Looking beyond controversy and any criticisms Apple has faced over the iPhone App Store, it is clearer than ever just how large of a goldmine the company has created. Shortly after it announced the iPhone 3.0 update, which will support a plethora of new APIs for development, we've learned just how well the App Store has been doing.
In recent days, it has surpassed 800 million downloads, distributed among the more than 25,000 programs currently available. That's a lot of downloads, and given that there have been around 14 million iPhones sold to date, we can surmise that people are downloading more than just one or two programs. On top of this, Apple's latest announcements indicate that they are trying to further build developer interest, making programs easier to develop and giving them additional ways to earn money.

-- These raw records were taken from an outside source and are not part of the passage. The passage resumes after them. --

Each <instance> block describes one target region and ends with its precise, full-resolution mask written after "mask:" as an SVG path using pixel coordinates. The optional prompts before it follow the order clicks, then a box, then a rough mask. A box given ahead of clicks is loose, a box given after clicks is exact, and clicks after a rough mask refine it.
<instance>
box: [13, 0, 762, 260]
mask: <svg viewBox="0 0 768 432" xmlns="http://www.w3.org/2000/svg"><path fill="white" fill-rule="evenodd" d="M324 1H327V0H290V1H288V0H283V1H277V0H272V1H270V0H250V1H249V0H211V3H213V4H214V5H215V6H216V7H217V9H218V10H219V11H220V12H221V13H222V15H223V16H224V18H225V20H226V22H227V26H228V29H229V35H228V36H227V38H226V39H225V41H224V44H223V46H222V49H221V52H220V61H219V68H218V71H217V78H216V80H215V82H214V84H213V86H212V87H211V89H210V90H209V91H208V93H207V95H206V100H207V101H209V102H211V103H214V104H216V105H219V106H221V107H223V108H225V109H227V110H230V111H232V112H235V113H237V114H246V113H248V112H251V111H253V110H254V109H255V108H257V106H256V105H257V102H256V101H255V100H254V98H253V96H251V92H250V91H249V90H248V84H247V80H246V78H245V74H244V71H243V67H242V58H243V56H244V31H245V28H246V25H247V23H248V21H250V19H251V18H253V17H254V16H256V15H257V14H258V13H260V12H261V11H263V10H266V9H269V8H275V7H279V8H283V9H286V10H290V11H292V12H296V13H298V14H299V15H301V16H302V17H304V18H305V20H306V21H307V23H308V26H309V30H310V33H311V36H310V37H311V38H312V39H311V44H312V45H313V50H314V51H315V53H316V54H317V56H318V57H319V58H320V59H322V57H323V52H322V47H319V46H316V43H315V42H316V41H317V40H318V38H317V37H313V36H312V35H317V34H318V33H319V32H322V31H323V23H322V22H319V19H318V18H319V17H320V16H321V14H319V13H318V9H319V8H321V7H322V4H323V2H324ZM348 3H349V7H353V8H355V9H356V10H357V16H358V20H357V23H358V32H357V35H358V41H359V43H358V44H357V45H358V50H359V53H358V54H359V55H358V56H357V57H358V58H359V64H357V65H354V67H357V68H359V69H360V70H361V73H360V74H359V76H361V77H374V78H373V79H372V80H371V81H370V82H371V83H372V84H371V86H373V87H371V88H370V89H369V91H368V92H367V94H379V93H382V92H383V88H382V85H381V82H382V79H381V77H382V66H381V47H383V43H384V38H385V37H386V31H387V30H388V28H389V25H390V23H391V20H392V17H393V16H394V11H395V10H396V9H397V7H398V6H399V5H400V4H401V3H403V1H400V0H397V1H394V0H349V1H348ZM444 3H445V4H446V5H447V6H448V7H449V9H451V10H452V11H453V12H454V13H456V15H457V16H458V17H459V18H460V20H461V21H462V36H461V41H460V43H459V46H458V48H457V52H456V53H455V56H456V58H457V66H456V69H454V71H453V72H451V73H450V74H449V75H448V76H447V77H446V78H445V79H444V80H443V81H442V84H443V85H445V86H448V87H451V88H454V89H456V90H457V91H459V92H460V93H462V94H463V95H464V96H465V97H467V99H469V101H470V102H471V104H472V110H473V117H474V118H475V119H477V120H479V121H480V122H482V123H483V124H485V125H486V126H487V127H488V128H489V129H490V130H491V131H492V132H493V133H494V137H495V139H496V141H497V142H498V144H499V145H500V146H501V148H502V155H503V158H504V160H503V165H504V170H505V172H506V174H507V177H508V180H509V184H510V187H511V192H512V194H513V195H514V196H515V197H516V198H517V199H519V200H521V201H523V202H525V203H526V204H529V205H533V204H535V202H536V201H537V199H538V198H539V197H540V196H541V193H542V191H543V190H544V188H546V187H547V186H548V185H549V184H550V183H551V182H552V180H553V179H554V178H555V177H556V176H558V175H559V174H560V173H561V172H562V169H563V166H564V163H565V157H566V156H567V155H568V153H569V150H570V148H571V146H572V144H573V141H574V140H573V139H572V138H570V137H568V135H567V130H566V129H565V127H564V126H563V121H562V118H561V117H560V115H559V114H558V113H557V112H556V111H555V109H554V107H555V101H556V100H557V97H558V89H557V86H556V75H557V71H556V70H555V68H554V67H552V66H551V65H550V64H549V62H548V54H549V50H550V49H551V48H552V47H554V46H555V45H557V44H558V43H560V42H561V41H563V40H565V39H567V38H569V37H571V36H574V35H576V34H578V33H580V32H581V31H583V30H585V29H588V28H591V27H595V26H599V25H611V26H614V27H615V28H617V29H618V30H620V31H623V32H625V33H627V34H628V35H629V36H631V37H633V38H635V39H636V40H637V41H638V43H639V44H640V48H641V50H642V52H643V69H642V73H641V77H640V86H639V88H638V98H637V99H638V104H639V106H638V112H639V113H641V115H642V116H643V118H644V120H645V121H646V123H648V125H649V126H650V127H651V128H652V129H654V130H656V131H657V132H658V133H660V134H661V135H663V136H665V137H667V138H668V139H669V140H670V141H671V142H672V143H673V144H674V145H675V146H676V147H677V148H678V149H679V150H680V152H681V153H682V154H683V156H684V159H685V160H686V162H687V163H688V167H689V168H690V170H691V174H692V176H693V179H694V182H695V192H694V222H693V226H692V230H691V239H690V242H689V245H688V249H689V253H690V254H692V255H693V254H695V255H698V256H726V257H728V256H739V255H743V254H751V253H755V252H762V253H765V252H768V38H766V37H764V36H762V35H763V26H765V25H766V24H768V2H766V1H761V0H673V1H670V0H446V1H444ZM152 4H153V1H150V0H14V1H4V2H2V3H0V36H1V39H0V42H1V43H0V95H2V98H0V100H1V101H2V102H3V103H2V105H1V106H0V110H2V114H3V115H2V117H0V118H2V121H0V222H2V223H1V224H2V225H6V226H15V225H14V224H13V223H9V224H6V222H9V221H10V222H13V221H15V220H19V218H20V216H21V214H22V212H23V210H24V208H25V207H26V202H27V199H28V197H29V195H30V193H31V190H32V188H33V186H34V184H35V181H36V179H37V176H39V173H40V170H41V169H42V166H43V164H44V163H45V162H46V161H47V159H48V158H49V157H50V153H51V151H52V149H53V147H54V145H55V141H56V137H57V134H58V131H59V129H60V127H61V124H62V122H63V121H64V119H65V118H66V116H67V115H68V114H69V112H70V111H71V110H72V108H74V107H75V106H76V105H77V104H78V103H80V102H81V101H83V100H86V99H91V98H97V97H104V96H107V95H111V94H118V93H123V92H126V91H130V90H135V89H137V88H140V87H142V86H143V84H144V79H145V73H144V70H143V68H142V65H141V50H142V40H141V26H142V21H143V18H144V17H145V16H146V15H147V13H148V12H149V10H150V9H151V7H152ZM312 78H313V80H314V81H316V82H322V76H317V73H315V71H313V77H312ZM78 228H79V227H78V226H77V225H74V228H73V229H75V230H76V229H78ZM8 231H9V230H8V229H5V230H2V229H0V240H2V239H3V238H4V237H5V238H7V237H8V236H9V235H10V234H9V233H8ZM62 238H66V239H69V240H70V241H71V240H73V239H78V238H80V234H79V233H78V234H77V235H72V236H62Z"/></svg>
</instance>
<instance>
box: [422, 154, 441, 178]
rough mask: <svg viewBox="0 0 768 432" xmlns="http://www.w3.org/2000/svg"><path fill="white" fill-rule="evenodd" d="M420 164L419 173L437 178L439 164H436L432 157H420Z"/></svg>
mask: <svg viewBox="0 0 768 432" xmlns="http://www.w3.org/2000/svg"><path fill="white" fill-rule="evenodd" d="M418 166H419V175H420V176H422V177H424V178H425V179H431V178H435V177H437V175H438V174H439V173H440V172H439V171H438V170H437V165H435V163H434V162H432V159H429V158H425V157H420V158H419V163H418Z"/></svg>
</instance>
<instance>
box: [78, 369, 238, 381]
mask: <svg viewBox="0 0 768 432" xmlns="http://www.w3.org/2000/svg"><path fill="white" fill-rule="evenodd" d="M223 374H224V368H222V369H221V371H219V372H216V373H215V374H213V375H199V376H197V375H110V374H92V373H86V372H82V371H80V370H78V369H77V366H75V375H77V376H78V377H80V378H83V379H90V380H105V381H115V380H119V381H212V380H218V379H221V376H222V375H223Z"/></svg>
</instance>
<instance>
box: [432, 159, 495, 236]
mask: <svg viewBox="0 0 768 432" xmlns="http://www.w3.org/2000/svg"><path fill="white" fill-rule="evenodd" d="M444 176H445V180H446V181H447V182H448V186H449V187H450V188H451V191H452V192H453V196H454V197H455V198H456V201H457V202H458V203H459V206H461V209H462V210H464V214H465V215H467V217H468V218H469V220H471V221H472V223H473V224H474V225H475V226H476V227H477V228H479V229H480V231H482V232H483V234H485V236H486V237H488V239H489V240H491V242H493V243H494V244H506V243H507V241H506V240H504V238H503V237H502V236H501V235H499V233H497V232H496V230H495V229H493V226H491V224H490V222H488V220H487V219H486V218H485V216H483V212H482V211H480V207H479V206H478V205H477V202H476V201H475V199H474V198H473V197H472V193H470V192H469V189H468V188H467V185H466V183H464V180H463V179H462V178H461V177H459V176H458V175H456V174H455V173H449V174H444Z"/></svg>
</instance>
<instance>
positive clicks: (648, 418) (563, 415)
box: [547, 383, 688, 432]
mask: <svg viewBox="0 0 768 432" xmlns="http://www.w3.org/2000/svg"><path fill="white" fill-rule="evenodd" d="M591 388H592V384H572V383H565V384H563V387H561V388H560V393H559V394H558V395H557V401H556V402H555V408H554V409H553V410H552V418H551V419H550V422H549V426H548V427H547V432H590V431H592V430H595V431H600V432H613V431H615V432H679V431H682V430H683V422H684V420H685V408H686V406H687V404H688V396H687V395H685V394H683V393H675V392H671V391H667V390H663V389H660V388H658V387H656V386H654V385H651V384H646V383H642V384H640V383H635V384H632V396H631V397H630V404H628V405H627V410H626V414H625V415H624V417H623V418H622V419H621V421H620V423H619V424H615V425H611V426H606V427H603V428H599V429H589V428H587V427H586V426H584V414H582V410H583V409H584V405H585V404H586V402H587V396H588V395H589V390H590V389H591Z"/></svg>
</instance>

Earlier this month, it was discovered that Apple is actively working to shut down third-party App stores, which they claim violate the DMCA. Given the incredible success of the App Store, you can understand why they'd want to protect a monopoly on iPhone programs. But is it really worth their time to chase down small operations that are trying to provide a service to people who are still Apple customers?
It seems to me that Apple really has two operating extremes. On the one hand, they offer a lot of great functionality and drum up a lot of excitement from their customers. On the other hand, they seem to be growing increasingly resistant to anyone who wants to work outside of the sanctioned Apple methods. For better or worse, they are doing things the Apple way.